We left the office and I found myself whispering to God again. “God, Abby seems so down. Couldn’t things have gone a little smoother in there? Couldn’t You have kept things somewhat intact so she wouldn’t feel so turned upside down?”
Then God whispered back to my heart, “Trust Me. I just did something mighty in your daughter’s life because of your ongoing prayers for her. Have you considered that everything may have needed to change?”
I pondered it. What if God had just single-handedly moved her from a really bad situation to one where He would bless and grow her? Could I count on that? Could I believe that?
This morning, as I opened my eyes, my first thoughts were of Abby. Would she begin to get angry when she got to school and the reality set in that she would not be with her friends? Would she be frustrated that we stepped in and encouraged her to get out of her comfort zone? Would she feel blessed or would she feel that everything is ruined?
As I type this, I can’t say what today will hold. She’s there now, walking the halls, finding her new classrooms. I can only say that my trust and my hope are in the Lord.

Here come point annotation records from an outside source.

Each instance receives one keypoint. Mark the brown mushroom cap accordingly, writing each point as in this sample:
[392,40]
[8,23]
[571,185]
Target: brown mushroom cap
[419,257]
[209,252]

I came down to my quiet place this morning while everyone slept and the very first verse I read was this:
But the Lord is faithful. He will establish ( to start or set up something; to place something permanently; to confirm truth of something) you and guard you against the evil one. 2 Thessalonians 3:3
God was speaking yet again. Comforting, encouraging, urging me to trust Him.
And I do.


Ginny Thomas - You know me, and know a lot about my life, our lives, my daughters and I. I was a single mom and tried my best to be both, but I couldn’t. God and I got them raised, but all the glory goes to Him. I can trust God implicitly with my life and decisions, but always found it harder to hand over my girls. “The Lord would say to me, “Hand over my girls, Ginny! What are you saying? They are MY girls, just on loan to you.” WOW! He has had to remind me of that many times over the years.
You and Mark are great parents; and as long as you follow the Lord, you will STAY great parents. I love you all!
julia abbott - Thank you for sharing. This is encouraging to me. I am facing a situation with a loved one who needs a n eye opening from the Lord. She has an area of pride tgat is hindering Him from being able to set her free as only He can do. Your post edified me in trusting Him for the outcome in my loved one’s heart. God bless you and your precious daughter!